工場が立ち並ぶ蛍光町。深夜、廃墟へ集まる9人の中学生がいた。
彼らは“光クラブ”と呼ばれ、強いカリスマ性と天才的頭脳を持つゼラ(古川雄輝)が、8人の少年たちを感化し従えている。
彼らは醜い大人を否定し、自分たちだけの世界をつくるため、巨大な鉄の塊で機械(ロボット)を開発していた。
ライチ(声:杉田智和)と名付けられたそのロボットに与えられた目的は、光クラブに美しい希望をもたらす少女の捕獲だったが、美の概念を知らないため、人間以外や美しくない大人を捕まえてきてしまう。
小学生の頃、ダフ(柾木玲弥)とカネダ(藤原季節)の3人で光クラブを作ったリーダーのタミヤ(野村周平)は、ゼラの思想に危険性を感じ始めていた。
一方、プログラミング担当のデンタク(戸塚純貴)は、ライチに「私は人間だ」という概念をインプットする。
ライチは遂に美少女(中条あやみ)を捕獲してくる。ゼラは眠る彼女を少女一号と名付け、性的対象として見ることを禁じる。
基地に誰もいなくなった夜、目覚めた少女はライチを恐れるが、彼が命令をインプットされただけの無垢な状態であることに気づくと、カノンと名乗る。
タミヤはダフ、カネダと、ゼラに対する違和感を確かめ合う。
ライチが間違えて捕獲した大人たちの身を案じたタミヤは、2人に協力を頼む。
その夜、ダフはこっそりと眠る少女の元へ赴き、自慰に耽るが、ライチの手で振り払われる。
翌日タミヤは、少女を性的対象とし、大人たちを逃した罪で捕らえられたダフの処刑を命じられる。
共犯の容疑で捕まったカネダが、タミヤの裏切りを告白したのだ。
カノンは眠ったふりをしながら、恐ろしい粛清を盗み見る。
その夜、彼女が歌うレクイエムで悲しみという感情を知るライチ。カノンから人は人を殺してはならないと諭されたライチのプログラムは、ゼラの命令とカノンに導かれた人間性によって混乱していく。
14歳の誕生日を控えたゼラは、大人になる前に目的を果たすことができるのか?
東京グランギニョールの舞台を古屋兎丸が漫画化したカルト的な人気を誇るロングセラーコミック「ライチ光クラブ」を、映画化。
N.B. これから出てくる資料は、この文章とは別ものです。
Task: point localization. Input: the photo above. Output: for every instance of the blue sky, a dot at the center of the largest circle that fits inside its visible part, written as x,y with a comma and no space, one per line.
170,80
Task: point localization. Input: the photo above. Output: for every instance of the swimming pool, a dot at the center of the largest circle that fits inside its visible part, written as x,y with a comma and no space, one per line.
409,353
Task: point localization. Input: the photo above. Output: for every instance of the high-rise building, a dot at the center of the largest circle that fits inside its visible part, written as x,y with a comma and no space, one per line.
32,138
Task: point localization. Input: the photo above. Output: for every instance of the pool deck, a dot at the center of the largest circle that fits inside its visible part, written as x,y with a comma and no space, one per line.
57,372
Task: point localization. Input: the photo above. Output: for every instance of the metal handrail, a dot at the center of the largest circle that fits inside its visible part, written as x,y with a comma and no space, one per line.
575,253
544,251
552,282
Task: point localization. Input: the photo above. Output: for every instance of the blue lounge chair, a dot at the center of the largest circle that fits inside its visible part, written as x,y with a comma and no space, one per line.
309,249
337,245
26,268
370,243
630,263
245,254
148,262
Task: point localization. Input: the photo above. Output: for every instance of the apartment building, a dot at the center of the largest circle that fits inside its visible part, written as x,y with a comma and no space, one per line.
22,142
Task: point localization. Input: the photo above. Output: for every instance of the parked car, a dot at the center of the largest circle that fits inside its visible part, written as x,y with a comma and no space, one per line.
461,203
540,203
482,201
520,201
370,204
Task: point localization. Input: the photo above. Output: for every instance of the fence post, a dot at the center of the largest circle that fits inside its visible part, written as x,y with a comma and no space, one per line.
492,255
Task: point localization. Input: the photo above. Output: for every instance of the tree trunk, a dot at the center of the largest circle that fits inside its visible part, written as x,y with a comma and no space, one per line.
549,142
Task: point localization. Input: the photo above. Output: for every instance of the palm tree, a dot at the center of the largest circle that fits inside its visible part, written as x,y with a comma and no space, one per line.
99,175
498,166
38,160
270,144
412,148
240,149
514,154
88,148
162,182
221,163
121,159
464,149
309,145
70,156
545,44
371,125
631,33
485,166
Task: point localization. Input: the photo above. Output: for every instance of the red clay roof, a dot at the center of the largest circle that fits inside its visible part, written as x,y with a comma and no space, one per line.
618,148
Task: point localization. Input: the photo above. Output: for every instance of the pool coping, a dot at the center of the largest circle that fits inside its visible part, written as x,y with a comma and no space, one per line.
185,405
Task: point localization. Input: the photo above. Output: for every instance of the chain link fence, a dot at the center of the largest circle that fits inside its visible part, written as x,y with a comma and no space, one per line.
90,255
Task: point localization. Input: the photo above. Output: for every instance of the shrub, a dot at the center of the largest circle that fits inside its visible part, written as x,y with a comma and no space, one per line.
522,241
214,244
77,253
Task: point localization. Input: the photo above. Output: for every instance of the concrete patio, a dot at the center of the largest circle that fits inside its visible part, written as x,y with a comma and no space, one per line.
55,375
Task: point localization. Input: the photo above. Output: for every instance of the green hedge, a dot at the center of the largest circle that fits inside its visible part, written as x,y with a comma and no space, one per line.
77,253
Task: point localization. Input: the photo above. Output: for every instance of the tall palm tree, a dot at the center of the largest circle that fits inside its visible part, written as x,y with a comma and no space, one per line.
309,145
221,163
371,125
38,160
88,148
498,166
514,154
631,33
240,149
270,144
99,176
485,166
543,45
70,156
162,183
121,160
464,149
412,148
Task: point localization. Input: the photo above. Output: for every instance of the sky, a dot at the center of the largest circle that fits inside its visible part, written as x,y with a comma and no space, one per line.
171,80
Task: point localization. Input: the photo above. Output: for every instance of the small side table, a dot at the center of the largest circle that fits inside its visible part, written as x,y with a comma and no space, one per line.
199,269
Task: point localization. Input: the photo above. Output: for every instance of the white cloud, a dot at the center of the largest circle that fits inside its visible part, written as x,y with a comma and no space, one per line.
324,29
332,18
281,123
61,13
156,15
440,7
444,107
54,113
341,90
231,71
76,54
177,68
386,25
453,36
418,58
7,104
最初はタミヤたち3人が秘密基地で遊ぶための集まりだった光クラブが、大人を否定して支配したい妄想に取り憑かれたゼラによって狂気のカルト的な集団になり、少年の夢に閉じ籠るのを止めようとするタミヤたちの造反や囚われの少女カノンにより人間性に目覚めたライチの暴走やゼラをめぐる光クラブのメンバー同士の愛憎によって破滅していく展開を通して、少年期特有な男同士の憧れやライバル意識そして少女に対する憧れと成熟に対する嫌悪、少年期の終わりと大人への通過儀礼を、グランギニョールそのものなどす黒い人体解体描写、少年同士の友情と愛憎劇を絡めて原作の世界観に忠実に描いた傑作青春映画です。
原作から抜け出したようなゼラの冷酷さや傲慢や狂気やカリスマ性まで演じた古川雄暉、友情に篤いタミヤを演じた野村周平、妖艶なジャイポを演じた間宮祥太郎の熱演が、印象的。